After intervention, the COP lateral distance tended to decrease in turning of the dominant leg in the BT group and the T group. This effect likely resulted from RB-T improving the toe grip strength, which changed the COP position inward at the point of maximum Fz during turning. This agrees with previous studies that demonstrate a decreased moment of supination by the centering of the COP position.19,20) The COP front distance similarly showed a decreasing tendency during take-off in the BT group, but not in the T group. This could be because the BT group was familiar with the movement adopted in the study and so the effect was evident in 2 weeks. For the T group, the RB-T training was sufficient to see an improvement in the toe grip strength, but not to see a movement in the COP front distance. According to Tsuyuguchi et al.,8) “centipede walking,” or pulling at the floor with the toes in the standing position, is considered to be effective training for rehabilitation. “Centipede walking” with active exercise for 2 months helped to improve the toe grip strength and the time of closed-eye single-leg standing. Handa et al.10) and Fransz et al.21) suggested that toe grip strength has a stronger influence on situations in which kinetic balancing capacity is needed than on passive standing. RB-T was also suggested to be effective not only for the improvement of muscle strength but also for improving the kinetic balancing function and the centering of the COP.

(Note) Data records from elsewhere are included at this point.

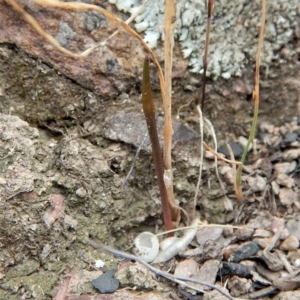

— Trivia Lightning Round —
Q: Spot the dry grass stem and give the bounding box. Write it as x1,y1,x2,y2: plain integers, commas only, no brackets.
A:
238,0,266,184
193,105,204,217
201,0,215,112
163,0,180,224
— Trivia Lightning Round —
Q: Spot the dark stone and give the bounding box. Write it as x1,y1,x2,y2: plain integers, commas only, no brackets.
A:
92,269,120,294
218,141,244,158
230,242,260,263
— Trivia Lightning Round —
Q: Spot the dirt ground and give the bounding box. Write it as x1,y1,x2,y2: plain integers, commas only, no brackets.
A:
0,1,300,299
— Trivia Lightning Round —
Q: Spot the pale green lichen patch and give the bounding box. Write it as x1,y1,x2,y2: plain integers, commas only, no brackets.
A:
109,0,298,78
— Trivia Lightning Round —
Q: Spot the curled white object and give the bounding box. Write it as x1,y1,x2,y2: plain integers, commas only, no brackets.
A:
134,231,159,263
153,218,200,263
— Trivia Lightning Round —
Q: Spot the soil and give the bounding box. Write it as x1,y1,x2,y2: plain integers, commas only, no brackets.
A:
0,2,300,299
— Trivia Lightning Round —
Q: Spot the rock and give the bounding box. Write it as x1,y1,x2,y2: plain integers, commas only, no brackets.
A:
230,242,260,262
286,219,300,241
260,251,283,272
279,235,299,251
196,226,223,245
253,229,273,238
227,276,253,297
195,259,220,290
279,188,298,207
273,291,300,300
247,175,267,192
103,111,199,152
220,262,251,278
115,261,158,289
92,269,120,294
234,227,253,241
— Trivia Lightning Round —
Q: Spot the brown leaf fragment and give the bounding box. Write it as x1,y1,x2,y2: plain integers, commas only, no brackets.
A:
273,276,300,292
242,286,279,300
228,276,253,297
247,175,267,192
276,173,295,188
283,148,300,160
174,259,203,295
279,188,297,207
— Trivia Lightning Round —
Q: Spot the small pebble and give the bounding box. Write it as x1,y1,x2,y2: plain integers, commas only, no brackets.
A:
218,141,244,158
282,132,298,144
286,220,300,241
92,269,120,294
276,173,295,188
196,226,223,245
253,228,273,238
260,251,283,272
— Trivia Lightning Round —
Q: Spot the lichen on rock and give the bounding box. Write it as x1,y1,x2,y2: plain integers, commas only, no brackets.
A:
109,0,298,78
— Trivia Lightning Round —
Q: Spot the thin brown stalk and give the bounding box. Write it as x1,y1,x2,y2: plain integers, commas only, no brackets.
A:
203,142,243,165
201,0,214,113
142,56,173,230
226,143,243,203
238,0,266,184
164,0,180,223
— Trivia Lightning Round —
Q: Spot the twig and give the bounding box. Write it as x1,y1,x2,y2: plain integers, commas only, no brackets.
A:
238,0,266,184
163,0,180,224
87,238,234,300
142,56,173,230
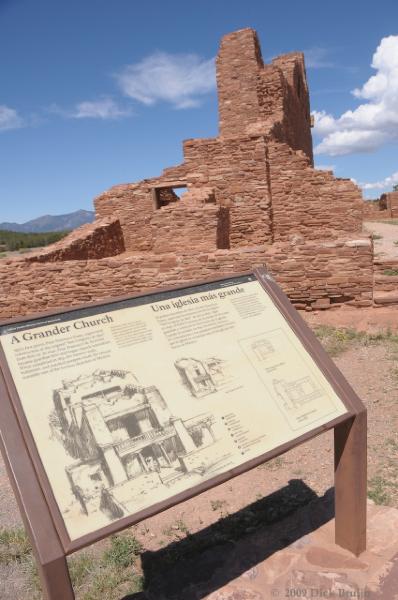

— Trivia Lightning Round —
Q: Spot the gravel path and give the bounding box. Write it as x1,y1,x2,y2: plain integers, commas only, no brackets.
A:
364,221,398,259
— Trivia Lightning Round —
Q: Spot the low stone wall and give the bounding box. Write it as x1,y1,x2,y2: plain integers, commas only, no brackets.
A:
0,237,373,319
26,219,125,262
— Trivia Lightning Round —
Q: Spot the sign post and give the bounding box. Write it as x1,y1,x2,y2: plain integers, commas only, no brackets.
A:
0,269,366,600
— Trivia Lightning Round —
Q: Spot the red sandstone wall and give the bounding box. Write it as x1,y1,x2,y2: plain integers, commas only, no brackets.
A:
0,238,373,319
269,142,363,241
151,200,227,253
272,52,313,165
216,29,263,136
380,192,398,219
217,29,313,164
26,218,124,262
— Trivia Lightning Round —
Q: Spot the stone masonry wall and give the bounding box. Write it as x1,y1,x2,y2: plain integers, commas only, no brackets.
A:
0,29,374,318
217,29,313,164
184,136,272,248
0,238,373,319
26,218,125,262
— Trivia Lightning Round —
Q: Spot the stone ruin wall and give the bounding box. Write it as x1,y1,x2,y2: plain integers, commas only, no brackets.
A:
0,29,373,318
0,236,373,319
364,192,398,219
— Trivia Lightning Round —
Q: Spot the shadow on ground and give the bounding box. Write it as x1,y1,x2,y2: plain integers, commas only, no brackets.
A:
121,479,334,600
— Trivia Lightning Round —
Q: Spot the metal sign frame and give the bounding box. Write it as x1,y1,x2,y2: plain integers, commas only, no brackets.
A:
0,268,367,600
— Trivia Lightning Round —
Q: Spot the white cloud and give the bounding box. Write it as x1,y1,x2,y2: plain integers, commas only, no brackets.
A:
0,104,24,131
71,98,131,119
116,52,216,108
49,98,132,120
303,47,336,69
360,171,398,190
313,35,398,156
315,165,336,171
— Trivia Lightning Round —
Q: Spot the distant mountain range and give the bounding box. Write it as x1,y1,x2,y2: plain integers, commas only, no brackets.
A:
0,210,95,233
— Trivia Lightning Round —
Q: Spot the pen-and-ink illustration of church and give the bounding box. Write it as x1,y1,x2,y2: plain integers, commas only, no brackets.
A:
51,369,217,521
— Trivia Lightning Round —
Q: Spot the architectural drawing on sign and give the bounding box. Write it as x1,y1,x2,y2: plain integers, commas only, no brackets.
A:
50,369,216,520
174,357,231,398
272,376,323,411
251,338,275,362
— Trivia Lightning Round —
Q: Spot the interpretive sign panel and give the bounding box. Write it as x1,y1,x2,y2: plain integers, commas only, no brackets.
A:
0,271,366,600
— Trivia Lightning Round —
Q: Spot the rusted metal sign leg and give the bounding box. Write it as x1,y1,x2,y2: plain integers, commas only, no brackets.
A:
334,410,367,556
0,373,75,600
39,556,75,600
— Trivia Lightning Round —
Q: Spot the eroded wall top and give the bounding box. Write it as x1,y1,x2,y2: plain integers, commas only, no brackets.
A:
217,29,313,164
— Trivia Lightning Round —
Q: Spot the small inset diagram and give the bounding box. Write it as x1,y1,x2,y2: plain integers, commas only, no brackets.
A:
272,376,322,412
251,337,275,362
174,356,232,398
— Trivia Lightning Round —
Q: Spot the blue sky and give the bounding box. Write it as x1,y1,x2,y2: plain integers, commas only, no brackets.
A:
0,0,398,222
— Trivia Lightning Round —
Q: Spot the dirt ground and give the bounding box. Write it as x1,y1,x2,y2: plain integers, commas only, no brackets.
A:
0,307,398,600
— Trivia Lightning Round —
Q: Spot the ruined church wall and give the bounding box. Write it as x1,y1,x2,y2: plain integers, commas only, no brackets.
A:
94,182,154,252
269,141,363,241
26,218,125,262
151,200,229,253
0,238,373,319
272,52,313,165
216,29,263,137
184,136,272,248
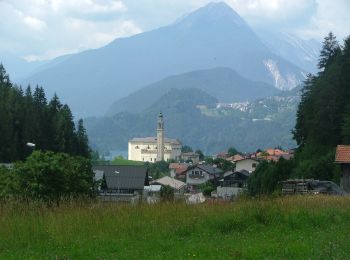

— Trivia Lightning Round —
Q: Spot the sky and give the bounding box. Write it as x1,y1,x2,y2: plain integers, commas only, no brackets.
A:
0,0,350,61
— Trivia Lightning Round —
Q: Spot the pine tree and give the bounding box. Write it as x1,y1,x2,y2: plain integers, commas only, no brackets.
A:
76,119,91,158
318,32,340,70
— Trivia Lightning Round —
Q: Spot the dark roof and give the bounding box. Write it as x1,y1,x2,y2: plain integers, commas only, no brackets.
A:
335,145,350,163
196,164,223,175
92,165,148,190
224,170,250,178
236,158,259,163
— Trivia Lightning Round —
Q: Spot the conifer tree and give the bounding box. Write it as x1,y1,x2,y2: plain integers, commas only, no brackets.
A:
318,32,340,70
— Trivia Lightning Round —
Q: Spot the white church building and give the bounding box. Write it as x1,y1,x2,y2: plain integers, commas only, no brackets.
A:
128,113,182,162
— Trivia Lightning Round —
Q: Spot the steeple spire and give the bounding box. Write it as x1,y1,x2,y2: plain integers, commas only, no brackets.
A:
157,112,164,162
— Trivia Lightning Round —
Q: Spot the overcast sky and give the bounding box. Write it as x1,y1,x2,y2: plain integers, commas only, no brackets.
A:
0,0,350,60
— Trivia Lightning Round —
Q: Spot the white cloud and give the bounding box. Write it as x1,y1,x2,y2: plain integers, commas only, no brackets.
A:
0,0,142,61
0,0,350,60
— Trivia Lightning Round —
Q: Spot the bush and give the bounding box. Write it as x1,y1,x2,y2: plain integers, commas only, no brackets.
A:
160,185,174,201
0,151,97,204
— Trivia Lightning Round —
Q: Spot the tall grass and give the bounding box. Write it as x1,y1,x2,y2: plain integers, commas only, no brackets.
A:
0,196,350,259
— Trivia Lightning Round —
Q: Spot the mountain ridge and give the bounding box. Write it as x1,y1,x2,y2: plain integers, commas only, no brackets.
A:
22,3,303,116
107,67,279,116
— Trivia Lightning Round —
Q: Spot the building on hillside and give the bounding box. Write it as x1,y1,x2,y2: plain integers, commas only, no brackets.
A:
255,148,294,162
226,154,245,163
235,158,259,173
92,165,149,201
181,152,199,163
169,163,189,181
128,113,182,162
151,176,186,195
335,145,350,193
216,170,249,199
186,164,223,190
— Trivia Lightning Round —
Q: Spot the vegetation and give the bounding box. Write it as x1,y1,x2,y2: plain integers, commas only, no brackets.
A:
84,86,300,154
205,157,235,172
198,181,215,196
249,33,350,195
0,64,90,162
0,151,97,204
0,196,350,259
160,185,175,201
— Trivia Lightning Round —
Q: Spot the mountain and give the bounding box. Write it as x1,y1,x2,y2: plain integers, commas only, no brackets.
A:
0,51,46,81
107,68,278,116
22,3,304,116
256,30,321,74
84,88,300,154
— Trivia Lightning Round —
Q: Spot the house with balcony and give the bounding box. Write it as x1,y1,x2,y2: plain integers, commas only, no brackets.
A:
186,164,223,190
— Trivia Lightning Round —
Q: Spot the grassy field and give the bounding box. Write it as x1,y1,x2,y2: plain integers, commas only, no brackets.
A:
0,196,350,259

Limitations of this study prevented us from concluding simply that the COP distance was changed by the effects of RB-T alone because the BT group in this study performed normal athletic practice and training. The effects of RB-T would probably be confirmed more clearly by broadening measurements to include the shift of the center of gravity during performance of RB-T or 3D analysis of the COP position. RB-T seems to contain many possibilities. It should be possible to generalize these observations by investigating other sports and, consequently, to make proposals to help protect athletes from injury.
The authors declare that there are no conflicts of interest.